Rush is gone to his inevitable reward, whatever that may be. Who’s that? Good question. Will anyone miss him? Uh… don’t know. Did he leave warm feelings behind for us to treasure his memory? Hot hatred for sure, oh, and hot ash from his cigar, probably still in the ashtray. Other than that, the silence is deafening.

I heard that Cape Girardeau, Missouri was his hometown and that there was a little shrine to him there, long before his death, even before his drug use was known beyond his dealer and public relations managers trying to keep his public image clean. That is, if such a screaming, antisocial conservative could ever be clean.

Hey, I had relatives in Cape Girardeau too back in the day. My great-grandma lived there, at least in 1920 when she appears on the census and briefly cared for an aunt, and maybe her soon-to-be widowed husband too, following the inevitable fate of all flesh. Tales of her wild lifestyle, rum-running, and divorcing multiple husbands, came down to me as a cherished legacy. The gossip of now gone aunts painted her as the black sheep of my mother’s family, but at least she lived with gusto. I copied down that oral history just in time, before the rest of that generation vanished from our mortal plane. I was able to document some of it, the overlapping marriages and divorces anyway, that helped me fill in her partners in crime, or at least debauchery, during the ravages of Prohibition and the earlier patchwork of wet and dry counties that offered bootleggers a ready market. Great grandma was colorful to say the least, but I felt ever more sympathy for her the more details I uncovered.

Born in “the hills and hollers” of southern Illinois along the Mississippi, seduced and impregnated at fourteen by a well to do farmers son, she had a rough start. He didn’t, or wasn’t permitted to step in as the daddy, so her next son, my grandpa, had another father, but then the first came back to father a third boy, before he up and married a “Lulu” of a girl, leaving Great grandma to marry yet another fellow, who may have been her first bootlegger. Sad to say, that union didn’t last long. Suicide by drowning, but the newspaper reports didn’t give his reason, other than that he often spoke of ending his existence.

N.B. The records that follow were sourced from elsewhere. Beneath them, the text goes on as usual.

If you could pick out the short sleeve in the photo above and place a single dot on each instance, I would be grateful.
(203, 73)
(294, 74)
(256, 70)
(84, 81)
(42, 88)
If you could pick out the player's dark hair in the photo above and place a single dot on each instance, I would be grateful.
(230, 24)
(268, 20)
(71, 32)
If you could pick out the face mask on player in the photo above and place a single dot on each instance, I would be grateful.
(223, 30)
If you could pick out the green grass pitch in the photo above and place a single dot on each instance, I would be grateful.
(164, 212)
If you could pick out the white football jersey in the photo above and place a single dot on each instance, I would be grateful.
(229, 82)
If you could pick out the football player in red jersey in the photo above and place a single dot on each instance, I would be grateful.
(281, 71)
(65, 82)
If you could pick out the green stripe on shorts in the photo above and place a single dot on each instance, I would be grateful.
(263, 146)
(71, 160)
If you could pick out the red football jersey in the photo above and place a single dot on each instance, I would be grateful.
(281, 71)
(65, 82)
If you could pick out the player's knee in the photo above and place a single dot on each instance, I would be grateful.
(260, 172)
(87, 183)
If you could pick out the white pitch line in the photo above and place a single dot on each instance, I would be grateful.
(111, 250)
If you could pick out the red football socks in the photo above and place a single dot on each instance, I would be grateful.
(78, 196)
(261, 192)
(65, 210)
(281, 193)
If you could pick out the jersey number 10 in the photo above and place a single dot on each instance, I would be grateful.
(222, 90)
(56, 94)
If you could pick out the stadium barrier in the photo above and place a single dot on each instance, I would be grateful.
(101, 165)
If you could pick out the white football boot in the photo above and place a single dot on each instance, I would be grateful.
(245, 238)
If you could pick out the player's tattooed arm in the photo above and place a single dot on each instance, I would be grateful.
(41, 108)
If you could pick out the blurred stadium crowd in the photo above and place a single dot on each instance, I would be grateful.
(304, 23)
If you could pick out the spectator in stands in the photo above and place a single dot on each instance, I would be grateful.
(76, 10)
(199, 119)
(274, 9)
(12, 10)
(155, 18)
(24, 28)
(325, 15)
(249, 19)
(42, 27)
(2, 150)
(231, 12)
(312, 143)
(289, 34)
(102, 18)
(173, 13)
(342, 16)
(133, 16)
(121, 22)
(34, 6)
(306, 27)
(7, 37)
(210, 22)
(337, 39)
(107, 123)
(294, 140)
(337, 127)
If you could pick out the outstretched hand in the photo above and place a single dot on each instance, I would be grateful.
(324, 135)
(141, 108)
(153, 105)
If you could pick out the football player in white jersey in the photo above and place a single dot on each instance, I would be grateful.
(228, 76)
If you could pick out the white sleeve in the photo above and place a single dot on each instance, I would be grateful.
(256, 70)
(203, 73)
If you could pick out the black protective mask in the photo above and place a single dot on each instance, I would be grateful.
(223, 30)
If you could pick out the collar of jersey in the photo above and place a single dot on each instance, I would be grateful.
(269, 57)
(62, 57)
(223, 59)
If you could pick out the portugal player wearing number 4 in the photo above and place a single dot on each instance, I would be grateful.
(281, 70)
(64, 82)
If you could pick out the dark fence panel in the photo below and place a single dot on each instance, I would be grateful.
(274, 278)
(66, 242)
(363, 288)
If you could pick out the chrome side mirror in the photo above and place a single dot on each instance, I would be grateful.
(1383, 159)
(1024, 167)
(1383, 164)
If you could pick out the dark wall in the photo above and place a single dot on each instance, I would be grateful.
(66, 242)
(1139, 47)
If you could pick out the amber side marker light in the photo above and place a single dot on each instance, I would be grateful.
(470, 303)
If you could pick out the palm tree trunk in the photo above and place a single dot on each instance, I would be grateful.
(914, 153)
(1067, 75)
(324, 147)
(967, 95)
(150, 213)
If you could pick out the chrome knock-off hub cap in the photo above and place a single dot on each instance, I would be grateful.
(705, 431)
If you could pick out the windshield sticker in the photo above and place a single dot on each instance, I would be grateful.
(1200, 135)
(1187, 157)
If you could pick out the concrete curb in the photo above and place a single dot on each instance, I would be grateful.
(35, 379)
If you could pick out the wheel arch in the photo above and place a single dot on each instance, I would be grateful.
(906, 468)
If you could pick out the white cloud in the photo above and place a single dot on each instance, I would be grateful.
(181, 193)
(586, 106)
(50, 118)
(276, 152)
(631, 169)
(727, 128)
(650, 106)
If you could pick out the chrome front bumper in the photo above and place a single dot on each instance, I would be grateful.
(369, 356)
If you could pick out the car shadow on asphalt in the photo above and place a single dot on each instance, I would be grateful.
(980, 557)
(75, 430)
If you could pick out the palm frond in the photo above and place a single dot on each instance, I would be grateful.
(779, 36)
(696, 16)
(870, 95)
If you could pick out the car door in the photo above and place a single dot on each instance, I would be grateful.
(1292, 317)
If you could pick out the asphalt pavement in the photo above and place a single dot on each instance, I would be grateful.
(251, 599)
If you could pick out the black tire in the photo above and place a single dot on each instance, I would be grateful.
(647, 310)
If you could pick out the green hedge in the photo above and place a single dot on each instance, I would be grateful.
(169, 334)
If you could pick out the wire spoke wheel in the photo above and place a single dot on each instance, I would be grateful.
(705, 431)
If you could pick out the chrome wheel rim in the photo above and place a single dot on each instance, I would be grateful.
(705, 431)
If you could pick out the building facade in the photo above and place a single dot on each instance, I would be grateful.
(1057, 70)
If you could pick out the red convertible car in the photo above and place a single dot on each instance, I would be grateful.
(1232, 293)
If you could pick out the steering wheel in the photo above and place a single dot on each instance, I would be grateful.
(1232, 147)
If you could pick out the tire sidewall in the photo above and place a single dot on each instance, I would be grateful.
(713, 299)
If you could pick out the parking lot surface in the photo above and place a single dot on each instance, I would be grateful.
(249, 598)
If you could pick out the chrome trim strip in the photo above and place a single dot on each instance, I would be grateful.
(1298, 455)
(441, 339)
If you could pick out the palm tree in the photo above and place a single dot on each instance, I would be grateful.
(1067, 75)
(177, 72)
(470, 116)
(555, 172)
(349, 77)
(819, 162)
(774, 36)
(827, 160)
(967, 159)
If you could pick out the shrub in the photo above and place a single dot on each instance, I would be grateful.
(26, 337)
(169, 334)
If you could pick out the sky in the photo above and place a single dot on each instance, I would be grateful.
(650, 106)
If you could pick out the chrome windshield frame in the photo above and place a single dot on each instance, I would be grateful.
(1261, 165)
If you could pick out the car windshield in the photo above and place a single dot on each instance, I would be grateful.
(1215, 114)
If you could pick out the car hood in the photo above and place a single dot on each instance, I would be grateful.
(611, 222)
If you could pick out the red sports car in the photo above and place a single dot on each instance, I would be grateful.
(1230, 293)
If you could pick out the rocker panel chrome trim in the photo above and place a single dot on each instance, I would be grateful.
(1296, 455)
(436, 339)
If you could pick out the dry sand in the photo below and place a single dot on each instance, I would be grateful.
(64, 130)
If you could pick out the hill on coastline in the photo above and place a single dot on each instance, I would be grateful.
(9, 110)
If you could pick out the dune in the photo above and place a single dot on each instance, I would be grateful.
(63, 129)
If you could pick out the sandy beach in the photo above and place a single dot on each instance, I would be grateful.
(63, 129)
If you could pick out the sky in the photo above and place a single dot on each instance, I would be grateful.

After she dropped her boys in an orphanage, her trail grew cold. She popped up in Seattle before winding back to Cape Girardeau, but whatever relations with men at the time are a mystery until she snared an ex-tavern owner who married her despite never divorcing his other wife. And the beat went on.

So, you may ask what is the connection to poor dead Rush. Absolutely none, I’m happy to say. While Rush lies unlamented in his grave, Maggie, for all her wild adventures, was missed, and even by those scandalized wagging tongue women especially by those who never met her except in legend. We all gotta go sometime, so let’s go out in style. Viva Maggie!